12ème rencontre KELVOA - 19 janvier 2022 à distance

Des contextes apprenants : quand le lieu fait lien

Derrière les mots, de quelles initiatives parle-t-on ? Qu’en apprendre ? Peut-on les modéliser ? Entre tiers-lieux multiples et expériences coopératives territoriales, comment s’inspirer de ce foisonnement ? Et en percevoir les clés d’action.

L’intervention de Laurent Duclos

Laurent Duclos : sociologue et économiste du travail, DGEFP, Chercheur rattaché au laboratoire des Institutions et Dynamiques Historiques de l’Économie et de la Société (IDHES).

Entre apprenance et environnements apprenants : de quoi parle t-on ?

Quelques balises et extraits de l’intervention :

La référence à John Dewey : agency of doing

« Les choses sont l’expérience qu’on en fait » (Dewey, 1910). John Dewey parle du sujet comme d’un « agency of doing » qui, par son action, s’efforce à la fois de produire des transformations de la situation et de faire un lien entre son action et ses effets. En somme une sorte de mise en sens de son action (experimenting).

« When an activity is continued into the undergoing of its consequences, when the change made by action is reflected upon into a change made into us, the flux is loaded with significance (Dewey, 1916/1973, p. 495).”
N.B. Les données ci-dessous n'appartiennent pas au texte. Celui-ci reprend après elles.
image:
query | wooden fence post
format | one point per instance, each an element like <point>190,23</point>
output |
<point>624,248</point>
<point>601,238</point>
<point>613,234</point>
L’importance de l’agencement

« L’opposition historique et formelle entre une apprenance qui mettrait la personne au centre (ses besoins, sa capacité à agir, son sentiment d’efficacité personnelle) et la formation qui viserait à l’instruire (transmission, centration sur le savoir) peut nous amener à rater quelque chose : la prise en compte du milieu qui y est associé :  c’est là où apparaît un concept central : celui d’agencement. »

Alors comment agencer la situation de sorte qu’une personne puisse vouloir apprendre, apprendre à partager ?

La question du contexte versus de l’environnement

Voir la lecture de John Dewey  par Joëlle ZASK,  « Situation ou contexte ? Une lecture de Dewey. », Revue internationale de philosophie 2008/3 (n° 245), p. 313-328. Mais on peut également se référer à : Quéré Louis, « La situation toujours négligée ? », Réseaux, volume 15, n°85, 1997, p. 163-192.

Selon Joëlle ZASK :

  • Un environnement est constitué par l’ensemble des conditions qui interviennent dans le développement des capacités de l’individu au titre de moyen ou de ressources ;
  • Un milieu entoure l’individu mais n’est pas défini de sorte à inclure les modifications qu’un individu ou un groupe peut lui faire subir sous la forme d’une action réciproque. A l’instar du contexte qui est un préalable, un déjà-là, auquel on doit s’ajuster / s’adapter / se conformer / se plier ; il est en quelque sorte immuable, en tous les cas, donné.

 

Des publics rétifs à nos dispositifs ?

Ces agencements sont problématiques à organiser notamment avec des publics qui ont eu de mauvaises expériences….ils sont restés à la porte…ce qu’on leur a proposé n’a pas fait résonance pour reprendre le concept développé par Hartmut Rosa. Et on sait qu’on ne peut pas les rencontrer dans des besoins préformés…on cherche à les amener ailleurs parce qu’ils se seraient égarés…on les incite à rejoindre nos dispositifs

Des victimes ? «Comment ces personnes peuvent-elles devenir autre chose par leur propre chemin » dit Isabelle Stengers.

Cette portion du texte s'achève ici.